To czy ktos z PiS odchodzi, czy tez go wywalaja, to dla mnie maly pikus - efekt jest ten sam, PiS opuszczaja kolejni ludzie, glownie dlatego ze z jakichs powodow z prezesem sie nie zgadzaja, a najwyrazniej wspolistnienie ludzi "niezgodliwych" z "zdrowym rdzeniem" PiS nie jest mozliwe.
Dziwię się, że żyje ciągle to przeświadczenie o autorytarnej władzy Kaczyńskiego w PiSie, kiedy nie ma za bardzo na czym oprzeć tej tezy.
No to sprobuj "statutowo" odwolac Prezesa z tego stanowiska. Ewentualnie powiedz, ze nie zgadzasz sie z nim w kwestii np. stosunku do polityki zagranicznej III RP prowadzonej przez PO (tak dla testu).
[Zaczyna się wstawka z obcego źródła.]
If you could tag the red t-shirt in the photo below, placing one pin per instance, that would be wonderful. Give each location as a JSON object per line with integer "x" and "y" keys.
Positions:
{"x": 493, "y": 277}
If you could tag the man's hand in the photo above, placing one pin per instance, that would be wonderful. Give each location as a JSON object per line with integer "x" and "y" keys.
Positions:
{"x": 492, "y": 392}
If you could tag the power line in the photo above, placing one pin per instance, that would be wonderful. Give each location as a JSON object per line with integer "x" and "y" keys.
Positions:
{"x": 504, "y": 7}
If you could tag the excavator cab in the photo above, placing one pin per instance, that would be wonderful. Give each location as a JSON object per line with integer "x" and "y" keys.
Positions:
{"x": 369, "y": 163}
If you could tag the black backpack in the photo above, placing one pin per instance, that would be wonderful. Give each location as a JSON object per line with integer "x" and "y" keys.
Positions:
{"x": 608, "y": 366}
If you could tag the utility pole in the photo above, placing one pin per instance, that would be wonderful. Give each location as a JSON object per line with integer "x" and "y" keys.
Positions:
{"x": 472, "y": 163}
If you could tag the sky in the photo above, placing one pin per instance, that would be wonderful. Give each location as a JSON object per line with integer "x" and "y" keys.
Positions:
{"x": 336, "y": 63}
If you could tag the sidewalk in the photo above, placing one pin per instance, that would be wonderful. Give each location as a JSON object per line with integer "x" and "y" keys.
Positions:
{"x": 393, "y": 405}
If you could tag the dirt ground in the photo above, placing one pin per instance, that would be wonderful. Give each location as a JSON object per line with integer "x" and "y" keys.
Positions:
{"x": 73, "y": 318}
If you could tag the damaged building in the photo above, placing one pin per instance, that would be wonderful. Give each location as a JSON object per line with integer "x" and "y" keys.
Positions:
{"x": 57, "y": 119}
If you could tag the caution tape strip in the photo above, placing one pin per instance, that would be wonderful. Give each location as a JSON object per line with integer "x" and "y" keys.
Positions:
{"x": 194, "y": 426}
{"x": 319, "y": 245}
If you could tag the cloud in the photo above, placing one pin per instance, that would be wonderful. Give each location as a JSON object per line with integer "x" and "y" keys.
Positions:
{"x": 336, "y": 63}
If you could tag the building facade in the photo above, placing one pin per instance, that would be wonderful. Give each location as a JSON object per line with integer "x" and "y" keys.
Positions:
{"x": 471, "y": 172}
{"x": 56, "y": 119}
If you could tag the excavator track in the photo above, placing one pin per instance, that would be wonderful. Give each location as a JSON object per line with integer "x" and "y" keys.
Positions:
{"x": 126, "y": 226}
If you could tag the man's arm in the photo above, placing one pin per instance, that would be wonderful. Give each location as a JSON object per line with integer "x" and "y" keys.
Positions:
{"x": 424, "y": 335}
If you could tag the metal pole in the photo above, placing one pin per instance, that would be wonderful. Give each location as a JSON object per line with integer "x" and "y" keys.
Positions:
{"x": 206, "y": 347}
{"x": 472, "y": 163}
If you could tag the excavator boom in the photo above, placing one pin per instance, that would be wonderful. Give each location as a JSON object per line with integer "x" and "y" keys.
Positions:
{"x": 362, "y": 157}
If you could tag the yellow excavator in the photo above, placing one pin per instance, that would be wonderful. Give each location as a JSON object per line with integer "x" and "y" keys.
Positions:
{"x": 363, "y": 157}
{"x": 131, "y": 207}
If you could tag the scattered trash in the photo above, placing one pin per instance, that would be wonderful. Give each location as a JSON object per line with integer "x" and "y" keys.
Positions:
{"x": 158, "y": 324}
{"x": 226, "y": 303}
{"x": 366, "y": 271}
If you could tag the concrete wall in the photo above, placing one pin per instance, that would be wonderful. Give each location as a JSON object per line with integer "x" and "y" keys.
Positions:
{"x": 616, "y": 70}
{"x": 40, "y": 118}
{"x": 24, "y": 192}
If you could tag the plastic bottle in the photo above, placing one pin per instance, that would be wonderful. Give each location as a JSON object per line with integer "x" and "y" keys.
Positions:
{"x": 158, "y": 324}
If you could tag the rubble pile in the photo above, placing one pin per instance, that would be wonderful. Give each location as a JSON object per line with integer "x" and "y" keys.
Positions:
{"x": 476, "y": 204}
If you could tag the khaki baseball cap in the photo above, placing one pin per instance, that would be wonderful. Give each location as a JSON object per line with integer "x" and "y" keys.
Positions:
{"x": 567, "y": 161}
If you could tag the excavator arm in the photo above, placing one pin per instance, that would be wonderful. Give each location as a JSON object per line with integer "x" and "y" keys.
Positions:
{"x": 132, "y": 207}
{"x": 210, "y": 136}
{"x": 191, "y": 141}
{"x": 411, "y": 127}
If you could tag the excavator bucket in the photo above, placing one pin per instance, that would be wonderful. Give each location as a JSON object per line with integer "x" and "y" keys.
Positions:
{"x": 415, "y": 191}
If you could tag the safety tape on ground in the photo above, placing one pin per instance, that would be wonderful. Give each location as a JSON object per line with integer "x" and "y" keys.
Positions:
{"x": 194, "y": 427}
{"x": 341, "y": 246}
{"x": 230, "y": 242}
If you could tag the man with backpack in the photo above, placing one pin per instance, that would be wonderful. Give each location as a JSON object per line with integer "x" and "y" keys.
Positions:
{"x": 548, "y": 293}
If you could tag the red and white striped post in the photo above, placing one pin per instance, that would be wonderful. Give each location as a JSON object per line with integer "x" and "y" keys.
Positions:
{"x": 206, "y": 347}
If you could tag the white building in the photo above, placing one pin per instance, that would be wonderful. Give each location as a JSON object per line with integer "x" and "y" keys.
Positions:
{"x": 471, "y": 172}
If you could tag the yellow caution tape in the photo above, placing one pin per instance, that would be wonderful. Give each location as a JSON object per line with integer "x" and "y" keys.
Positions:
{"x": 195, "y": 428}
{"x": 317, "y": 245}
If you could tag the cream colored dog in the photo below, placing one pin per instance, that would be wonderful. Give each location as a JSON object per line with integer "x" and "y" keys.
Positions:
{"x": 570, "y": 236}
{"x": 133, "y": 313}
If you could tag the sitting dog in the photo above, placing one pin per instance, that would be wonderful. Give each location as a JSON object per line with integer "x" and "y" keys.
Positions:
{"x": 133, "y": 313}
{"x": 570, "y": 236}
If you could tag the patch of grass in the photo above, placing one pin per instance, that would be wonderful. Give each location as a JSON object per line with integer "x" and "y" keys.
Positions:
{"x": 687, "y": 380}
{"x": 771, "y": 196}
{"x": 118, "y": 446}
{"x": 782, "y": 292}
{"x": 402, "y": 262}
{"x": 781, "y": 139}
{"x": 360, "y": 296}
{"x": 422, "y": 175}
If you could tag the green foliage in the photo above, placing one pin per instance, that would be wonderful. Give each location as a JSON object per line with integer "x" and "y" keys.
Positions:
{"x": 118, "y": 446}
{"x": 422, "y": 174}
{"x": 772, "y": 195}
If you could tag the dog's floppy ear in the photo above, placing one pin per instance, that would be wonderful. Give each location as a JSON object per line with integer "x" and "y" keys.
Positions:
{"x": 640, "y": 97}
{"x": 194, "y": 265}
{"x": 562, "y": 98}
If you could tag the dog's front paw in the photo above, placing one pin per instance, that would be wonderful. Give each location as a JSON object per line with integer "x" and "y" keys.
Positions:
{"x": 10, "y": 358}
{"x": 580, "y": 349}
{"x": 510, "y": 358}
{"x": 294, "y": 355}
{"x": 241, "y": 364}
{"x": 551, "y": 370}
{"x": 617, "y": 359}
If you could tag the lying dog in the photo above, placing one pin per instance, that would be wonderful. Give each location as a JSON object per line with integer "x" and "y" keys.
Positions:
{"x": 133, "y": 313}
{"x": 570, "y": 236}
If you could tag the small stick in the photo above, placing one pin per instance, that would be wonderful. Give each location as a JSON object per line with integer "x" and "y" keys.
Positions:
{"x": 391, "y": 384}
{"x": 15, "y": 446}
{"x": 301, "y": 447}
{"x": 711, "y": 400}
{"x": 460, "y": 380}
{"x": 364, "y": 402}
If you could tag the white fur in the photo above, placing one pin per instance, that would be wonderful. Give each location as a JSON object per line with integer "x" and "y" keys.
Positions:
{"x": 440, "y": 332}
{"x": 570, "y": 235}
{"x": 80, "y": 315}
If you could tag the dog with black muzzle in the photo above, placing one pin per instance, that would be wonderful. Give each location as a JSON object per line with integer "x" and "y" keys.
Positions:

Oglos, ze powinno sie PiS zreformowac po 6 przegranych wyborach z rzedu. I zobaczmy jak to sie skonczy.
Może Kaczyński robi to w mniej ładnym stylu, ale przynajmniej jego kryterium wyrzucania ludzi z partii nie jest to, czy ktoś jest dla niego konkurentem, krzywo się uśmiechnął, czy warzył się skrytykować prezesa.
A co w takim razie jest? Bo chyba nie nadazam. Zostaja Szczypinskie, Suskie i Blaszczaki, a leca ci, ktorym sie nie pdooba, ze PiS przegrywa wybory, ze nie ma zdolnosci koalicyjnej itd. Krotko mowiac ci, ktorzy watpia, ze zyja w najlepszej i najdemokratyczniejszej partii swiata, ktorej z zalozenia nie trzeba ulepszac, bo osiagnela absolut. Ci, ktorym sie nie chce kolejne lata byc opozycja, ktora duzo krzyczy i niewiele moze.
Nie lubie Jurka za jego fundamentalizm, nie cenie Dorna za caloksztalt itd. ale to byli ludzie z jakas osobowoscia, kregoslupem itd. I gdzie oni teraz? W PiS? Nie, tam bryluje Czarnecki i spolka. Powodzenia z takimi ludzmi zycze. :)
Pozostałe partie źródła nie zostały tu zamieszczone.